The future of set netting and the entire Cook Inlet salmon industry depends on a healthy large group of salmon returning from the ocean each year. To make sure this happens, a number of conditions must be met. Salmon require nice clean streams and lakes which have good stream beds for the salmon to spawn, for the eggs to hatch, and all the little salmon to grow.

Riverbank that is washing away

Alaska State Parks Photo

In the spring the eggs start to hatch into little salmon which are called fry. They need a lot of food and a place, usually along a water bank, which provides a home for the small salmon to feed and be safe from predators. Salmon such as the sockeye spend time in a fresh water lake.

Biologists have figured out that the destruction of river banks destroys food and shelter for the small salmon. Closing different parts of the river or building walkways along sensitive bank places are examples of ways that people can save the young salmon which are called smolt.

 

Trampled riverbank

Alaska State Parks Photo

Chemicals, trash, and bank destruction caused by uncontrolled building of things near the edge of the water also are a concern for the lives of young and adult salmon.

One other threat to the survival of lots of salmon is the pressure put on salmon by the commercial and sport fishing industries.

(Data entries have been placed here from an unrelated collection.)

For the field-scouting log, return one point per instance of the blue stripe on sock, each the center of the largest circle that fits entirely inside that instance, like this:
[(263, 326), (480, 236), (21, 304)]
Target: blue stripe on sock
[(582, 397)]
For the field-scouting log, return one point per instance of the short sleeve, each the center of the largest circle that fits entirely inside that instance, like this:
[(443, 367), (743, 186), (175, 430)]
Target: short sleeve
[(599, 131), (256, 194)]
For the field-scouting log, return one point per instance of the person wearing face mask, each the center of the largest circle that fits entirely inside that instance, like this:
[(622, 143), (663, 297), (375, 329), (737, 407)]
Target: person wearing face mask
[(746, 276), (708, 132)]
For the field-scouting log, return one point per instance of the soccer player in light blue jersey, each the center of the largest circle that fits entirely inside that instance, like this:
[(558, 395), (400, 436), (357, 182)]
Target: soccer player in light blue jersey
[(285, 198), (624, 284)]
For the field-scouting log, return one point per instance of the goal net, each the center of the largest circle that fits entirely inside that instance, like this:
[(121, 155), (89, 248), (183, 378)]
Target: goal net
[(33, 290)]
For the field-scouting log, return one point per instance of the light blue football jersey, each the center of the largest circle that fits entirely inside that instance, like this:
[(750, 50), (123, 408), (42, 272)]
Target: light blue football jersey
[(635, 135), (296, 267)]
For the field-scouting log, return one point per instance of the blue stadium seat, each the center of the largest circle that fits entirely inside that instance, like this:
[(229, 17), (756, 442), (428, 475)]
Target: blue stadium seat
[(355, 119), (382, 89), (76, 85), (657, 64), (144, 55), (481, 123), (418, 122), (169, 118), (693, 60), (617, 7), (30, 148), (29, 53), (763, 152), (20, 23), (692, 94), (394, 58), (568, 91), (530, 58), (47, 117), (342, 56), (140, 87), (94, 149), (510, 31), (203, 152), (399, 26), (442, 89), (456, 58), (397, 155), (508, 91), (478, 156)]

Trained biologists are always working on ways to make sure this problem does not destroy this precious resource.

Oceans are the other home where salmon live part of their lives. Over harvest of salmon on the seas by both American and foreign fishing fleets are mostly controlled by on board observers and the U.S. Coast Guard.

A two hundred mile limit which keeps foreign fleets from harvesting Alaskan salmon stocks has been helpful.

Many factors go into the protection of Alaskan fish. Some factors effecting salmon numbers are impossible for man to control. Weather is a good example. Some guess that even El Nino and the very warm water could possibly be a hazard to salmon that are growing and are waiting to return to home rivers that flow into Cook Inlet.

Protecting this valuable resource will take many countries and many people working together.